Si Fucked Up vient seulement de sortir son deuxième album, The Chemistry of common life (Matador), il a déjà une quarantaine de références à son catalogue. Pour la plupart des 45 tours. « Le single est le format ultime et comme on est des grands collectionneurs de vinyle, on voulait avoir les nôtres », argue Abraham, aussi posé et gentil à la ville qu’excité et fêlé à la scène. Le gaillard chante régulièrement avec des fans sur le dos. Les bleus et les bosses qui lui décorent un crâne aussi touffu que celui de Kojak sont autant de souvenirs de ses concerts. « Je me suis occasionné cette balafre en me tailladant le front avec une lame de rasoir pour la première fois. J’ai terminé le gig mais il y avait du sang partout. Les spectateurs s’écartaient les uns après les autres. Puis, j’ai appris à me blesser proprement. Ce qui explique toutes ces coupures discrètes. »

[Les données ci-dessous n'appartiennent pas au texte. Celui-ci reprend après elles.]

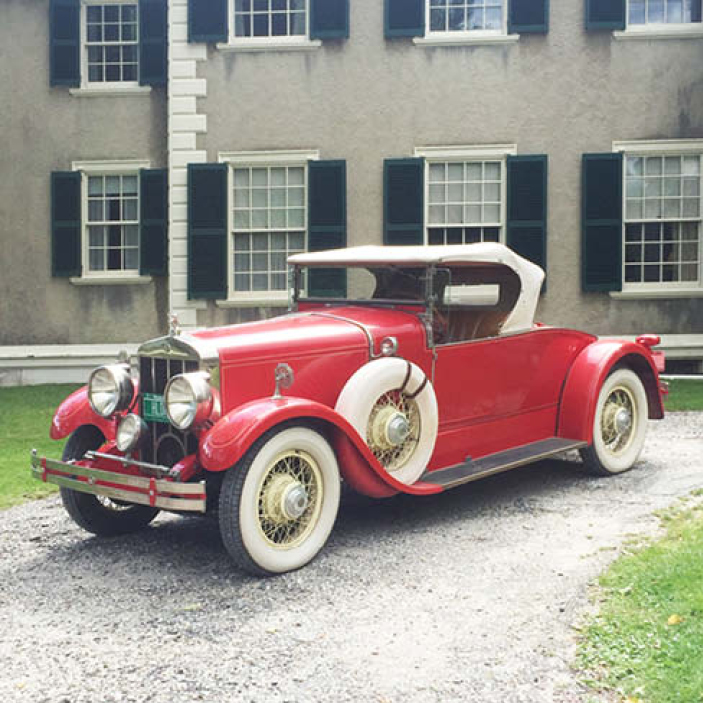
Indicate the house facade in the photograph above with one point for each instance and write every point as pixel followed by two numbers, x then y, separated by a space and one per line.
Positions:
pixel 167 156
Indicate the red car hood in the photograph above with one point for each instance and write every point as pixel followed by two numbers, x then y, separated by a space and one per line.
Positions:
pixel 322 330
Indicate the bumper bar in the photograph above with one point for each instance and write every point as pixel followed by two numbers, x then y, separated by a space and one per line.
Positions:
pixel 142 490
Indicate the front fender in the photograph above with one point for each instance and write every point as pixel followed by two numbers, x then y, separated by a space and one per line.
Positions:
pixel 74 412
pixel 580 393
pixel 230 438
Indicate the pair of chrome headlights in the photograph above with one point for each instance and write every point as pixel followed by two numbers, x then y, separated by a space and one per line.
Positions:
pixel 188 401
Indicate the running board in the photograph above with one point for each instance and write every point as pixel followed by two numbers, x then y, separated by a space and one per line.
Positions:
pixel 472 470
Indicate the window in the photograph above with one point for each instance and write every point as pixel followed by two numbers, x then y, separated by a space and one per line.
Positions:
pixel 269 224
pixel 465 201
pixel 111 43
pixel 658 12
pixel 662 220
pixel 270 18
pixel 466 15
pixel 112 226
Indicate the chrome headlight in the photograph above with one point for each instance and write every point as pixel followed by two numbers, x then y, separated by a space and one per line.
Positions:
pixel 110 389
pixel 132 428
pixel 188 399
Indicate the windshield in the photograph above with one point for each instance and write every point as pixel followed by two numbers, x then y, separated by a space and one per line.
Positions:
pixel 389 284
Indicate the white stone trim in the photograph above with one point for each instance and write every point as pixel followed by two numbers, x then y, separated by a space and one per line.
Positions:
pixel 269 158
pixel 483 151
pixel 469 39
pixel 110 91
pixel 659 146
pixel 116 280
pixel 184 124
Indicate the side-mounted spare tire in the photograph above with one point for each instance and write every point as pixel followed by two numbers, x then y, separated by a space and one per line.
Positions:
pixel 392 405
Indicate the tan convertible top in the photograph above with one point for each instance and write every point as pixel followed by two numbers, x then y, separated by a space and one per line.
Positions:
pixel 486 253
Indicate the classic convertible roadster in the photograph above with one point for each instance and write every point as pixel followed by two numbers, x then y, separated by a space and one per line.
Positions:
pixel 427 374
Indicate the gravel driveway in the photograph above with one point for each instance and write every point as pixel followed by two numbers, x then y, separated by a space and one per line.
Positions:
pixel 470 595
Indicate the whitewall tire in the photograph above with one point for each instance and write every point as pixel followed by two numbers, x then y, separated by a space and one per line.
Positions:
pixel 279 503
pixel 619 425
pixel 392 405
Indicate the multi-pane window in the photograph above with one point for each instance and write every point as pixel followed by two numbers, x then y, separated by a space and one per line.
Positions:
pixel 269 224
pixel 641 12
pixel 465 202
pixel 112 227
pixel 111 43
pixel 465 15
pixel 270 18
pixel 663 219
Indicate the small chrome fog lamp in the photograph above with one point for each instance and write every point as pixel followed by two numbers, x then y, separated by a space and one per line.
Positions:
pixel 389 346
pixel 110 389
pixel 129 433
pixel 188 399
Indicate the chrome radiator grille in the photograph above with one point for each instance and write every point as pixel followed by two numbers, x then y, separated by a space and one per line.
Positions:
pixel 166 445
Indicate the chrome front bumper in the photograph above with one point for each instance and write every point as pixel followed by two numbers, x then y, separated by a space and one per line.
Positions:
pixel 143 490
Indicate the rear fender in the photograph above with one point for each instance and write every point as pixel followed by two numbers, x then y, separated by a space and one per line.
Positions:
pixel 591 367
pixel 231 437
pixel 75 412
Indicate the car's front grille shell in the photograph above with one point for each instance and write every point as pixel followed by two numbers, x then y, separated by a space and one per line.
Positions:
pixel 165 444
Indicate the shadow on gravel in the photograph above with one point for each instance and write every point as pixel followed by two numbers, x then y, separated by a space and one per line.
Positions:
pixel 192 546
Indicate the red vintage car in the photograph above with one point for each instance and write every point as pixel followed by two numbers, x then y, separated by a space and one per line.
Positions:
pixel 427 374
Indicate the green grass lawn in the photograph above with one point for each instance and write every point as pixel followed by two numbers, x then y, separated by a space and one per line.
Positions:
pixel 647 641
pixel 684 395
pixel 26 412
pixel 25 418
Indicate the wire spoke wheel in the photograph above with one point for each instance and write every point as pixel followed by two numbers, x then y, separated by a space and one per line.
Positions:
pixel 289 499
pixel 393 429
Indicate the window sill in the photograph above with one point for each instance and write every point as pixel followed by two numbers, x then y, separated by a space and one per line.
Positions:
pixel 678 31
pixel 657 294
pixel 271 45
pixel 110 92
pixel 464 40
pixel 110 280
pixel 253 303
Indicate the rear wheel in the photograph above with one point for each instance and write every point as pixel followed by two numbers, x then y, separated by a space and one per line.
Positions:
pixel 98 514
pixel 279 503
pixel 619 426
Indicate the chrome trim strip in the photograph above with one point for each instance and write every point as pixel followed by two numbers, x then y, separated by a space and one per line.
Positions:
pixel 182 346
pixel 360 325
pixel 168 495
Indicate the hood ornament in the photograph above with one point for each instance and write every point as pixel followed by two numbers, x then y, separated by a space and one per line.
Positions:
pixel 174 327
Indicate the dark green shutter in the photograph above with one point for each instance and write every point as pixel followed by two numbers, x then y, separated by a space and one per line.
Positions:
pixel 605 14
pixel 153 222
pixel 152 42
pixel 601 215
pixel 207 231
pixel 403 201
pixel 207 20
pixel 528 17
pixel 404 18
pixel 527 207
pixel 66 223
pixel 327 224
pixel 329 19
pixel 65 48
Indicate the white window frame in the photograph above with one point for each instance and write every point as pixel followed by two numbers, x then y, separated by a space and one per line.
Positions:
pixel 300 42
pixel 662 289
pixel 244 159
pixel 463 154
pixel 471 36
pixel 124 167
pixel 662 30
pixel 103 89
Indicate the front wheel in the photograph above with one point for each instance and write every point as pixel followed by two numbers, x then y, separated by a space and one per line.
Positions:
pixel 619 426
pixel 98 514
pixel 279 503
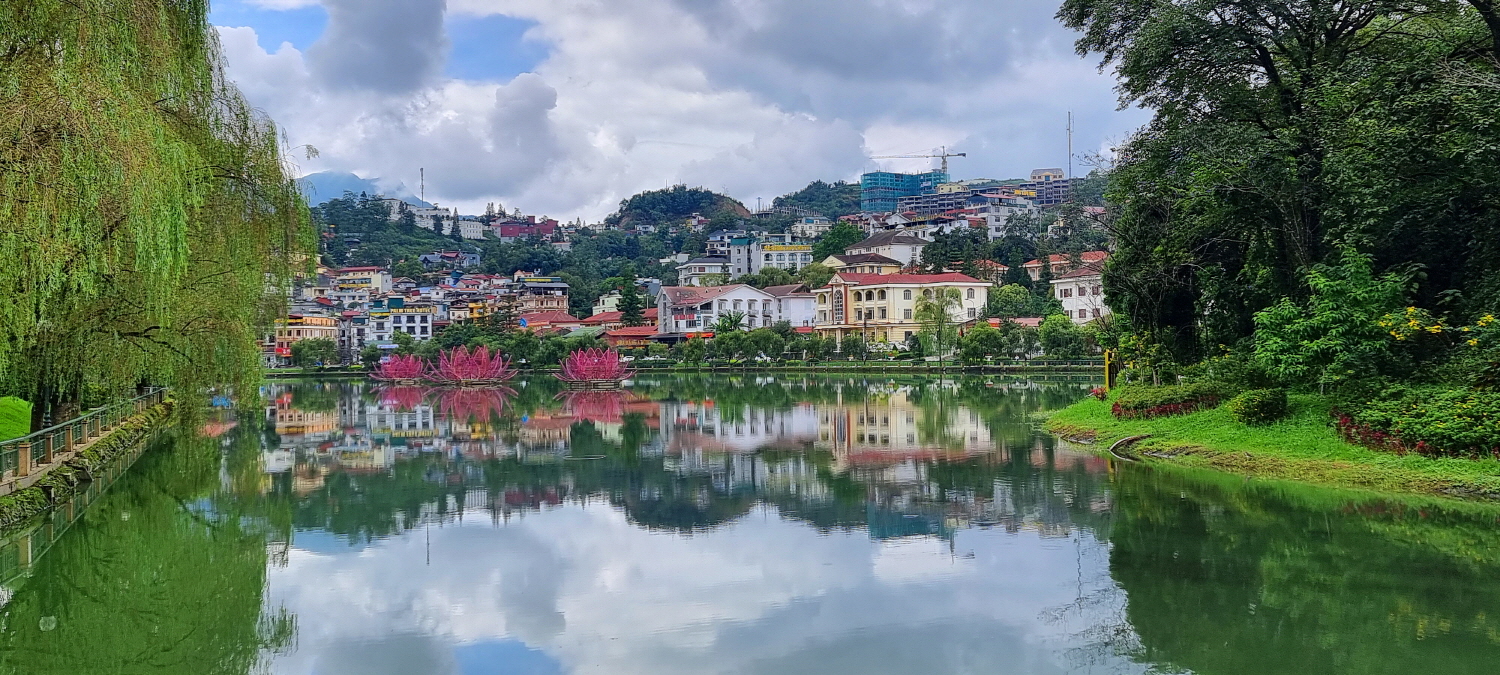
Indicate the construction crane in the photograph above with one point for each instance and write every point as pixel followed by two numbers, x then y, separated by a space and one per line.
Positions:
pixel 942 155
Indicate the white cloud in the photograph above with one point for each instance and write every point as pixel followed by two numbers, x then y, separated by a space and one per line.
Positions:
pixel 282 5
pixel 753 96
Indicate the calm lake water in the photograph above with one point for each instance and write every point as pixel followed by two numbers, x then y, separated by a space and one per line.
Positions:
pixel 729 525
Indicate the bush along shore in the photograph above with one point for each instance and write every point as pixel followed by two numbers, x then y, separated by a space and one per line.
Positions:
pixel 63 482
pixel 1271 434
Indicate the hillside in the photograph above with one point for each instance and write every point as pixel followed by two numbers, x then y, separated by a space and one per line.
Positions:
pixel 831 200
pixel 332 185
pixel 660 207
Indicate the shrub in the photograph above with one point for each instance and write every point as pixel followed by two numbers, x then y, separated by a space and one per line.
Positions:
pixel 1260 405
pixel 1146 402
pixel 1427 420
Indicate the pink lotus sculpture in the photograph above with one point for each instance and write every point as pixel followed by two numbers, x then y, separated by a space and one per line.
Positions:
pixel 402 399
pixel 594 369
pixel 464 366
pixel 477 404
pixel 401 368
pixel 594 405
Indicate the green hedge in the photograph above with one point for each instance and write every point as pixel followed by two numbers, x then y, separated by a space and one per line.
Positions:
pixel 1140 401
pixel 1428 420
pixel 1260 405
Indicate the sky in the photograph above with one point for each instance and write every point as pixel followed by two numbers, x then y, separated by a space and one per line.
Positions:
pixel 566 107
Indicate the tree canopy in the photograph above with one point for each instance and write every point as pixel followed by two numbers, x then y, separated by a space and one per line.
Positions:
pixel 1284 132
pixel 149 224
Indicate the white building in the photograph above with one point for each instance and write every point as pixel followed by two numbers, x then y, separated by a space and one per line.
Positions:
pixel 1082 293
pixel 812 227
pixel 693 272
pixel 897 245
pixel 693 309
pixel 795 303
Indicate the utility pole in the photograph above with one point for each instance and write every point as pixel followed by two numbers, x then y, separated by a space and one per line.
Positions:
pixel 1070 146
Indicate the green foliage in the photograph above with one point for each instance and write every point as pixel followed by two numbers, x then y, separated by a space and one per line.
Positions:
pixel 693 350
pixel 1335 335
pixel 149 224
pixel 729 323
pixel 852 347
pixel 836 240
pixel 831 200
pixel 632 303
pixel 1259 407
pixel 935 314
pixel 1442 420
pixel 674 204
pixel 315 351
pixel 768 276
pixel 983 342
pixel 1064 339
pixel 1146 401
pixel 15 417
pixel 1365 125
pixel 815 275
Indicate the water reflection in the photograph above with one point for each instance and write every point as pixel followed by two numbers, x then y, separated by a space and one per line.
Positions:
pixel 737 525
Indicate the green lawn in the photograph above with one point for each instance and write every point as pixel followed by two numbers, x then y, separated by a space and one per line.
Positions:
pixel 1304 447
pixel 15 417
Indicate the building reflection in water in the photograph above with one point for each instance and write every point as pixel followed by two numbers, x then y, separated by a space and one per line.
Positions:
pixel 896 459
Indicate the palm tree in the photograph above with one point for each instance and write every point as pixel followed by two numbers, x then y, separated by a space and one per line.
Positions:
pixel 729 321
pixel 935 314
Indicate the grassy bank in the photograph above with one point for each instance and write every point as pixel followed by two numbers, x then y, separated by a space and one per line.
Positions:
pixel 15 417
pixel 1304 447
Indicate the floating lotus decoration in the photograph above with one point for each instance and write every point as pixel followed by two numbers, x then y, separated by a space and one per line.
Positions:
pixel 467 366
pixel 401 368
pixel 594 405
pixel 474 404
pixel 402 399
pixel 594 369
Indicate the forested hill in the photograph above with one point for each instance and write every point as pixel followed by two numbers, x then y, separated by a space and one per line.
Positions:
pixel 831 200
pixel 660 207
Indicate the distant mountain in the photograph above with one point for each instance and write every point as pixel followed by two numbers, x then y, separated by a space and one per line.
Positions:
pixel 659 207
pixel 831 200
pixel 332 185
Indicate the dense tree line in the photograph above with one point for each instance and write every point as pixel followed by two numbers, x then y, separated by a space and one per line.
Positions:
pixel 149 224
pixel 1290 137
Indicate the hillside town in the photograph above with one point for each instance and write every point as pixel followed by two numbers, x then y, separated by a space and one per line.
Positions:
pixel 872 290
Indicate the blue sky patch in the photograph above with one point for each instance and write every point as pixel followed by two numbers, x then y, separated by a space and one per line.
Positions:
pixel 491 47
pixel 299 26
pixel 504 657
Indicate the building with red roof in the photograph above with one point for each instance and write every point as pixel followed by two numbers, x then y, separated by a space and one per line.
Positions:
pixel 882 308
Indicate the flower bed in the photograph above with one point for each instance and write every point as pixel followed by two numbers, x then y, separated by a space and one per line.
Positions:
pixel 1140 402
pixel 1427 420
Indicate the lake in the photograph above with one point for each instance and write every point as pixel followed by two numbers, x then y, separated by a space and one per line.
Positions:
pixel 780 524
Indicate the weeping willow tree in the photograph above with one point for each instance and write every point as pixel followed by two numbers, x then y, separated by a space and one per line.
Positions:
pixel 149 225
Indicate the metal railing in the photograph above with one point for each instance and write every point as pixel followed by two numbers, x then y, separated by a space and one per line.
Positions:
pixel 20 456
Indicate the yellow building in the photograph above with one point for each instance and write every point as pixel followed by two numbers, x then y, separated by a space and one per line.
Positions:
pixel 297 327
pixel 882 308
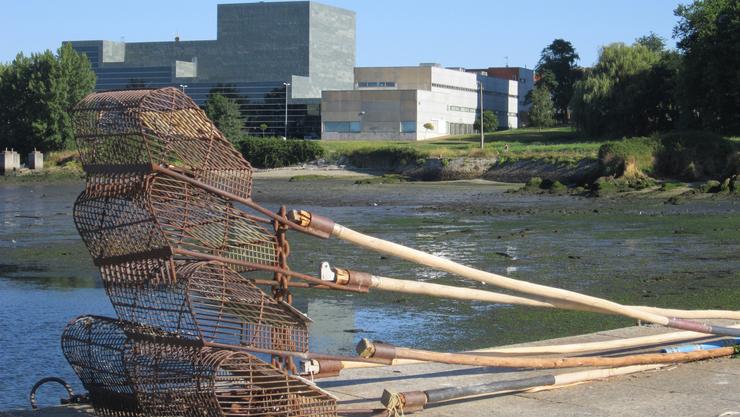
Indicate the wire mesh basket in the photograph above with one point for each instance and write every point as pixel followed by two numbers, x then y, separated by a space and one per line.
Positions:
pixel 128 131
pixel 132 370
pixel 207 301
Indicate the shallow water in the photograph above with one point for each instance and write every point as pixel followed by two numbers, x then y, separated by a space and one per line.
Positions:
pixel 632 251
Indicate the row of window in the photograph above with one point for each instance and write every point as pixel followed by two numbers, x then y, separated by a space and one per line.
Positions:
pixel 362 84
pixel 472 90
pixel 462 109
pixel 356 127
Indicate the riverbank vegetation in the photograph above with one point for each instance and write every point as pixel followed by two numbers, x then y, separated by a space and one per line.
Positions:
pixel 556 144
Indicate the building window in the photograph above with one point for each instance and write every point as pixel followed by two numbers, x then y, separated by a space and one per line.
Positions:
pixel 376 84
pixel 462 109
pixel 408 126
pixel 339 127
pixel 343 127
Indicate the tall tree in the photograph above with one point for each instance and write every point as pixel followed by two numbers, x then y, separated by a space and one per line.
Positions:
pixel 542 112
pixel 490 122
pixel 224 112
pixel 559 59
pixel 708 34
pixel 652 41
pixel 617 97
pixel 36 96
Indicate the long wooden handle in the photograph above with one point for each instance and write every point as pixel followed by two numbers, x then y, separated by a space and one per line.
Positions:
pixel 369 349
pixel 571 348
pixel 413 255
pixel 551 293
pixel 474 294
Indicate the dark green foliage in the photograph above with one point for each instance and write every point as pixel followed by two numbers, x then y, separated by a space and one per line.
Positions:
pixel 224 112
pixel 639 153
pixel 695 155
pixel 708 34
pixel 628 93
pixel 533 183
pixel 559 72
pixel 384 179
pixel 490 122
pixel 36 96
pixel 542 112
pixel 275 152
pixel 390 158
pixel 711 186
pixel 652 41
pixel 683 155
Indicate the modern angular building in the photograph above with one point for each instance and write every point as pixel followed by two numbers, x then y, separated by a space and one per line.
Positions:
pixel 264 56
pixel 415 103
pixel 525 79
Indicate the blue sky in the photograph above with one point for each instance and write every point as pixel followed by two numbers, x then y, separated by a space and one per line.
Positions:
pixel 467 33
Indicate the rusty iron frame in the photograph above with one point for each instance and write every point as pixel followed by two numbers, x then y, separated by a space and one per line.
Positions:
pixel 178 261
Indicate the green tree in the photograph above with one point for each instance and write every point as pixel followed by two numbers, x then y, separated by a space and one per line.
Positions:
pixel 558 72
pixel 542 112
pixel 428 126
pixel 490 122
pixel 616 97
pixel 224 113
pixel 652 41
pixel 708 33
pixel 36 96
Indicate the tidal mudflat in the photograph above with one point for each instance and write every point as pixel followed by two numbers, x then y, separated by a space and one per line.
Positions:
pixel 633 250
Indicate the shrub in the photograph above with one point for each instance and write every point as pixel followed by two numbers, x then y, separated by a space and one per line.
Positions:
pixel 275 153
pixel 693 155
pixel 628 156
pixel 391 157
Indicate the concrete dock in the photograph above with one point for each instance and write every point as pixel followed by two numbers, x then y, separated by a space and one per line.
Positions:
pixel 707 389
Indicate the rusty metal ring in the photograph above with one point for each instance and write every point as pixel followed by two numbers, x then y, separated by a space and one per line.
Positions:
pixel 43 381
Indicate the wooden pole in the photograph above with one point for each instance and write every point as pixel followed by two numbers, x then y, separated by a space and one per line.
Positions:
pixel 473 294
pixel 571 348
pixel 369 349
pixel 412 401
pixel 320 224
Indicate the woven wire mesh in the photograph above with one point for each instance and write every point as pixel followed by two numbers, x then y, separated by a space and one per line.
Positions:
pixel 207 301
pixel 95 346
pixel 231 310
pixel 128 216
pixel 128 131
pixel 199 221
pixel 133 370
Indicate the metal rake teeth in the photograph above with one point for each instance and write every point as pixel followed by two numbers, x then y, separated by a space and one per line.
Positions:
pixel 129 131
pixel 133 371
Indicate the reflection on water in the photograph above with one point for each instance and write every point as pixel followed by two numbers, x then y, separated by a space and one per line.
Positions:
pixel 679 256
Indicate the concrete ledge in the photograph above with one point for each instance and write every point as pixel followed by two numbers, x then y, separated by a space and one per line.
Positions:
pixel 706 389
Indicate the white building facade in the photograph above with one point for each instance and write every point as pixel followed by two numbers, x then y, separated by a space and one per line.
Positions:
pixel 415 103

Le barbare, doux comme un agneau, prend un de mes doigts, le pose sur le dessus de sa tempe. « Tu sens? Il y a un bout de verre là-dessous. Je me suis fracassé un plat à tarte sur la tête. On a encore interprété deux chansons avant d’aller à l’hosto. 7 points de suture. En plus, je déteste le sang. J’ai commencé en me martelant le micro sur le front. Les gens étaient prêts à payer de l’argent et à se bouger pour me voir, je me suis dit que je pouvais au moins sacrifier un peu d’hémoglobine. «  C’est ce qu’on appelle suer sang et eau.